Planning Permission

If you're considering making a change to your home such as a house extension or loft conversion, there's a high probability that you'll need to get planning permission before work commences.
Finesse offer a complete planning service, including managing all the planning and paperwork that comes with applying for permission.

On this page, we offer some insight into the various stages of the process to give you some insight into the steps involved.

Planning Applications

The first part of any job. Planners can say no to a job, building control can not. This is a very important stage.

  1. Contact Finesse, we provide quotes for the work
  2. We pass the quote on to our architect, they measure up the job
  3. The architect draws up a planning drawing
  4. Client & Finesse signs off planning drawing
  5. Plans are submitted to (council planners) planning permission where it passes or fails. This is typically over an 8 week period during which the public can object
  6. Plans are then passed to building control (different department, e.g. Fife council, building officer (not planning officer)) with more detailed drawings from our architect
  7. More details included in this stage: materials, concrete type, is there steel, foundations, specification of bricks etc.
  8. This plan is stamped, approved, and passed to the building team
  9. A start date is arranged with the client
  10. Ground is cleared, we can mark out the foundations and start digging
  11. The public can go online, see plans and object/complain. Committee meeting required. Appeals must be on technical grounds.
  12. Email or complete a form for more information. Rather than phone. 100% of all calls go to our manned answering service.
Finesse Windows and Interiors, Fife & Edinburgh, Scotland

Planning

Planning regulations vary from area to area and it's down to the individual planning officer to look at the situation and then come to a decision.
Typically, they will also go back and discuss the proposal with colleagues who are familiar with the area. The planners are very fair and look at all situations from the point of longevity and the impact any additional buildings will make on the surrounding area, and most importantly the people who live in that area.

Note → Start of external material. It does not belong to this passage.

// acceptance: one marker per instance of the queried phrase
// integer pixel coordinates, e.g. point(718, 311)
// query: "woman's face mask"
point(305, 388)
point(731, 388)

Once the planning application has been passed then its stamped and this is the master copy which all works are taken from.

If you have a planning application refused you can appeal against it, this process can take up to two months and in our experience very few appeals win. When you look at the reasons why the planners have refused the proposals there is usually a clear answer, the planning department generally want to encourage building, and it will usually be a very tough decision for them to refuse a planning applications.

Building Control

This is the part of the application to the council that is the second stage, once planning has been granted.
This is when the Architect will go into very fine detail on the drawings showing exactly how the building is to be constructed, which materials are to be used and which procedures of work.

Drainage is shown on this drawing too, showing all connections and how it will be connected to the main drains and sewer.
All of this has to be investigated by the Architect and put on the drawings for the building inspector's approval.

During the works the building inspector can call in at anytime to have a look at the progress, Finesse informs the building inspector when the job is going to start and we keep in touch with them informing them of any changes that have to be made, mostly this is to do with drainage as what we find underground can sometimes be a surprise!

Once building control have passed the application the drawings are then stamped and this is the master copy that all the tradesmen work from.

Building works completion.

Once the works have been finished the building inspector is informed and he will then call out and check the finished work.
If all has been done as planned, then a completion certificate will be issued and this is passed on to the customer for their files.

Structural Engineer

On larger extensions and houses a structural engineer is required to put the engineering specifications down e.g. the type and strength of concrete to be used, size of steel beams and lintels, foundation depth etc.

A design certificate will be issued and this will be submitted with the application for the building warrant, the design certificate guarantees that the building and the materials used are all correct.